At the same time, do your research. Look at your options, your overall portfolio and the broader financial picture to decide your best course of action. Don’t just buy because others are. Don’t short because others are either. Weigh up your options based on exactly what you have and what level of risk you can afford to take. If you don’t need the cash immediately and it feels right, sit tight and try to wait it out.

It sounds obvious too but, diversify. It’s never wise to have all your eggs in one basket, especially during a bear market. A broad selection of investments will always create a more stable portfolio and mitigate some of the risk. I, for example, always tend to mix up my portfolio with a range of established market leaders and a selection of more niche coins with interesting applications across different sectors. This has continued to serve me well and limit my exposure during any difficult period.

As seen in previous crypto winters gone by, there is also a lot to be said for investing in a downturn. Yes it might not be for the faint hearted. You might even think you’re buying at a low, only to see your assets continue to decline in value. However, it could be a risk that pays off. If your coin has a long-term potential it could be a risk which pays serious dividends.

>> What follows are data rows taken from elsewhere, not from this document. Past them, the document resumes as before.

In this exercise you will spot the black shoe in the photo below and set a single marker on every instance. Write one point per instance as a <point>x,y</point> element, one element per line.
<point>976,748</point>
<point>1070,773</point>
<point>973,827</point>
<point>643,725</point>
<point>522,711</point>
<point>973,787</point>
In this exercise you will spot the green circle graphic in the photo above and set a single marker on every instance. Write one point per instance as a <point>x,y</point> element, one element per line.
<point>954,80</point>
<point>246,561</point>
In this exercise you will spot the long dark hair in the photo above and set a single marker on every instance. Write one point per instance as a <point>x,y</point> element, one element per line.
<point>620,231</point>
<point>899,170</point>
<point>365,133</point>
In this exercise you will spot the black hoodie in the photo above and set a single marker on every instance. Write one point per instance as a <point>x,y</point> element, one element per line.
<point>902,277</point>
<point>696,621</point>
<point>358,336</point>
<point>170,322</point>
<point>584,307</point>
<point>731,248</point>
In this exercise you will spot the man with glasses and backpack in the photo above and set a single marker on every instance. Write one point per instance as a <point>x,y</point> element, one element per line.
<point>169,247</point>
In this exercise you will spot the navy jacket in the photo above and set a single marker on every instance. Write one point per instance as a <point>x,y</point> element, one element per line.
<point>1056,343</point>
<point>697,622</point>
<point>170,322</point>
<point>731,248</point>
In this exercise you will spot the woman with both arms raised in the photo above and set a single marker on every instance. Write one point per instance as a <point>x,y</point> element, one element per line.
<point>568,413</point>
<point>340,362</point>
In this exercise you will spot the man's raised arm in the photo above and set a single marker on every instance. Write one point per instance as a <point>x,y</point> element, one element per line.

Depending on your risk appetite, another route could be to move towards passive income opportunities such as yield products. Although the gains might be more conservative, it offers a more gradual, and less exposed way to make a profit. Better still, it involves no continuous trading effort. At Change, for example, since launching our Growth Pocket high-yield account at the end of last year, we’ve helped create 100k euros worth of passive income for our community.

Lastly, although it may be hard, it’s important to try to not buy into all the headlines and ‘expert reviews’, much of which may be designed to scaremonger and capture your attention. This is, after all, not crypto’s first crash. And just like the crypto and traditional bear markets before, it will come to an end probably sooner than you think. The likelihood too is that it will drive best practice, as consumers gravitate to those companies who are regulated and offer a certain level of protection.